“I first took the women to my personal house to hide them. Then I took the men to the mosque,” the imam told the BBC, which protected his identity for safety reasons. He said he wanted to help them because 40 years ago, the Christians in the area allowed the Muslims to build a mosque.
He stood his ground when the attackers arrived and demanded he bring the Christians out of his mosque, threatening to kill him and burn down the structure.
Along with a number of other Muslims in the community, he pleaded with the attackers and to his amazement, they left, but burnt two nearby churches on their way out.
“Ever since they took us into the mosque, not once did they ask us to leave, not even for them to pray,” said the local Christian leader. “They provided dinner and lunch for us and we are grateful.”
The Christians ended up staying with the imam for five days, after which they relocated to a displaced persons camp that houses 2,000 people similarly chased out of their homes. For these Christians, there is no going back – their homes, livelihoods and animals were destroyed and there is no presence of government security forces to protect them.
The latest violence claimed the lives of 238 Christians over the weekend in Nigeria’s central Plateau State. It is part of a campaign of “pure genocide,” according to activists in the region. The Christian Association of Nigeria reported more than 6,000 Christians have been killed this year alone.
“There is no doubt that the sole purpose of these attacks is aimed at ethnic cleansing, land grabbing and forceful ejection of the Christian natives from their ancestral land and heritage,” the organization said in a statement.
The Christians charge the government with ignoring the slaughter, saying it falsely paints the killings as clashes between farmers and herdsmen.
Yet, they ask, “How can it be a clash when one group is persistently attacking, killing, maiming, destroying and the other group is persistently being killed, maimed and their places of worship destroyed?”

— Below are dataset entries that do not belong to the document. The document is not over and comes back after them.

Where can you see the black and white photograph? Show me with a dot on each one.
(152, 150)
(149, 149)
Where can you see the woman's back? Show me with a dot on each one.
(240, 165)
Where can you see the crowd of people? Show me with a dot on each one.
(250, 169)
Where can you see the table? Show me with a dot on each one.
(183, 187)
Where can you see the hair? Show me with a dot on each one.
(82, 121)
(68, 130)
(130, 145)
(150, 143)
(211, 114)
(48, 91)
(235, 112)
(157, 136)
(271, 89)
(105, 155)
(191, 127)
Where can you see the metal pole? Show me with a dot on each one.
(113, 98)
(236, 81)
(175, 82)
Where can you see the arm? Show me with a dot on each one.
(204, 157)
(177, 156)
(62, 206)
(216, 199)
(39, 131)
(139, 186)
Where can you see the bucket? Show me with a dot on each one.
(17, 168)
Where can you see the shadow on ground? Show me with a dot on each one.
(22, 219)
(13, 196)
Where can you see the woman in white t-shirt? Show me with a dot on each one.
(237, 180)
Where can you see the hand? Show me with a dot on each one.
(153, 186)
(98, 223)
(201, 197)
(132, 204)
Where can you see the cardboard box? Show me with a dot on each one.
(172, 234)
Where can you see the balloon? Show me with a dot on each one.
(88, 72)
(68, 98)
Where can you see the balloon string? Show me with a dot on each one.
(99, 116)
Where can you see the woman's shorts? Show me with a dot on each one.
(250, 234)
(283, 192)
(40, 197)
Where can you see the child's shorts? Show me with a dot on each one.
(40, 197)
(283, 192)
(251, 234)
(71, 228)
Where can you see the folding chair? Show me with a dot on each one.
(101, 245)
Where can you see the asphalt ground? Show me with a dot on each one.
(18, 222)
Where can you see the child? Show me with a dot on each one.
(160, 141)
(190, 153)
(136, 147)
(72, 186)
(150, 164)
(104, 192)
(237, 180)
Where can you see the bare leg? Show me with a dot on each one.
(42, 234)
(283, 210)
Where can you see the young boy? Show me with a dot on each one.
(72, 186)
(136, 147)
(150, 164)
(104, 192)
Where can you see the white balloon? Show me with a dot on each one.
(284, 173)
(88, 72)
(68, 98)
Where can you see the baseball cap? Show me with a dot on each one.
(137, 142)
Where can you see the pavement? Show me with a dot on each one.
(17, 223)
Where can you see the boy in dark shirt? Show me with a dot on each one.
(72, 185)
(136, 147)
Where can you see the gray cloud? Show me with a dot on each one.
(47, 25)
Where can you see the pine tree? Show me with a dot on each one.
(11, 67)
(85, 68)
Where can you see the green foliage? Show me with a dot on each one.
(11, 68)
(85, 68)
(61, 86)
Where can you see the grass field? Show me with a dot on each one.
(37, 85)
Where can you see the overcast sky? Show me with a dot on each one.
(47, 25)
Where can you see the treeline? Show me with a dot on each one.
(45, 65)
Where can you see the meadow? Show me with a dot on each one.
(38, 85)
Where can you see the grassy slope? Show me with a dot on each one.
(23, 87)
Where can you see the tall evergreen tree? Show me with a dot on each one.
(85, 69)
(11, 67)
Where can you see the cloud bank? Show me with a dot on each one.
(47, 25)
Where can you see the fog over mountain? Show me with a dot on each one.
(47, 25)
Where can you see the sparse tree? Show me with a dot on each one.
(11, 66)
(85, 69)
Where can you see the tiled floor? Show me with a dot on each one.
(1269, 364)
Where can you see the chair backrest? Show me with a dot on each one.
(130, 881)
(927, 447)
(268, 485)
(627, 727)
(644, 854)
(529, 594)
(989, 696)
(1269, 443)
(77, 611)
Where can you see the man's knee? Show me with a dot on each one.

The campaign against the Christians is waged by Fulani herdsmen, some of whom are believed to be foreigners.
In the latest attacks over the weekend, authorities say five communities were rampaged, although locals say the number was 11.
“They killed four of my children,” a 70-year-old man in tears told the BBC.
Chanting “Allahu Akbar [God is greatest],” the Fulanis looted the houses and shops and then set them on fire. They burned the livestock as well as the churches.
A survivor of one such attack showed the BBC a mass grave. “In this community alone 83 persons died,” he said, “see how they are buried. We were born here. Where do they want us to run to?”